[Mailman-Users] From Header Changed

Bill Cole mailmanu-20100705 at billmail.scconsult.com
Mon Feb 25 16:41:08 CET 2013

On 25 Feb 2013, at 8:26, Dennis Putnam wrote:

> I guess I'm not surprised either. Unfortunately with ISPs blocking
> outgoing SMTP there are few alternatives.

That is generally a function of what sort of access you buy. The sad 
reality is that blocking port 25 helps limit the scale & cost of abuse 
desk and retail tech support operations, so ISPs block port 25 by 
default on their cheapest access accounts. Depending on your provider, 
you may be able to get port 25 unblocked just by asking for it or by 
paying a premium for a "business grade" account, but it can be difficult 
to run a mailing list from anywhere in the address space of a "consumer" 
ISP because of receiver-side filtering.

> I wonder if any of the pay
> SMTP servers would work any better.

Intentional providers of paid SMTP smarthost service do exist in the 
market. Freemail operations exist to muster users for operations that 
sell their aggregated eyeballs or for "upselling" into revenue-producing 
services. Mail smarthost service, especially for anything of a "bulk" 
nature, is a costly and risky service to provide which doesn't provide 
much opportunity for a freemail operator to resell eyeballs or lead 
users to paid services, so it is natural that they are intentionally 
closing off the ability to use them as smarthosts for free.
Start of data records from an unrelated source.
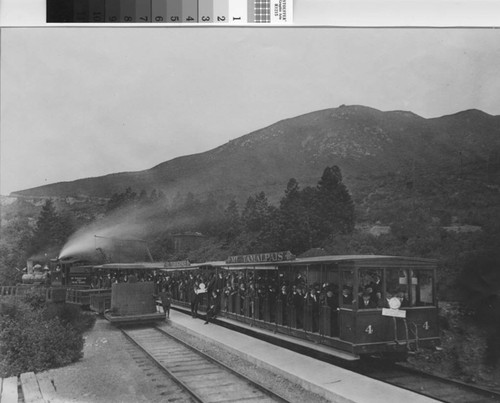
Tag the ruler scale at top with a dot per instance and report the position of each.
(228, 12)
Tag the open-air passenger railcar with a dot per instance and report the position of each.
(362, 304)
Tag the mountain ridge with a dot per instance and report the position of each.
(362, 141)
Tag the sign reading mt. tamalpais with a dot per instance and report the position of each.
(262, 257)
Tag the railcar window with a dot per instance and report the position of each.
(397, 285)
(347, 297)
(370, 288)
(332, 277)
(422, 287)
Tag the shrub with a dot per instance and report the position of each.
(38, 339)
(71, 315)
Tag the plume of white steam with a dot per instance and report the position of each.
(127, 223)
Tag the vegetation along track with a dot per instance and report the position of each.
(442, 389)
(204, 378)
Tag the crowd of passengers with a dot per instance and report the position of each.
(269, 297)
(261, 296)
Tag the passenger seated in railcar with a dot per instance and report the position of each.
(213, 308)
(366, 302)
(347, 298)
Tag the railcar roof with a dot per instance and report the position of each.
(132, 266)
(362, 260)
(357, 259)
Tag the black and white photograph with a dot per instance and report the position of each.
(226, 214)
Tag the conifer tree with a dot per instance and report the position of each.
(334, 207)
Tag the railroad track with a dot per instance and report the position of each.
(442, 389)
(202, 377)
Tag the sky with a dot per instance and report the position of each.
(85, 102)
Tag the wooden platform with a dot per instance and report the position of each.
(130, 319)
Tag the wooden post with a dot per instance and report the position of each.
(308, 317)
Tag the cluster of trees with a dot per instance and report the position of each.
(36, 336)
(305, 218)
(41, 239)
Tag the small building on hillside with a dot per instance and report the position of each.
(187, 241)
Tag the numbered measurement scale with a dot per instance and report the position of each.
(170, 11)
If you're willing & able to be a small-scale sysadmin, it may be worth 
the trouble to forget about buying SMTP smarthost service and instead 
get a small virtual private server with a reputable provider. Just as 
being on a consumer ISP network can mean that you share the aggregate 
reputation of everyone else on that network, routing mail through a 
shared smarthost (even one charging for service) throws your lot in with 
all of the customers of that service and buying a VPS on the cheap (e.g. 
Amazon EC2) means you end up at least partially sharing the reputation 
of everyone else using the same low-rent provider. It's unfortunate, but 
as the net has matured it has taken on some of the same features as the 
real world; the market value your home (real or presumed) is a source of 
prejudices made tangible in how likely strangers are to trust you.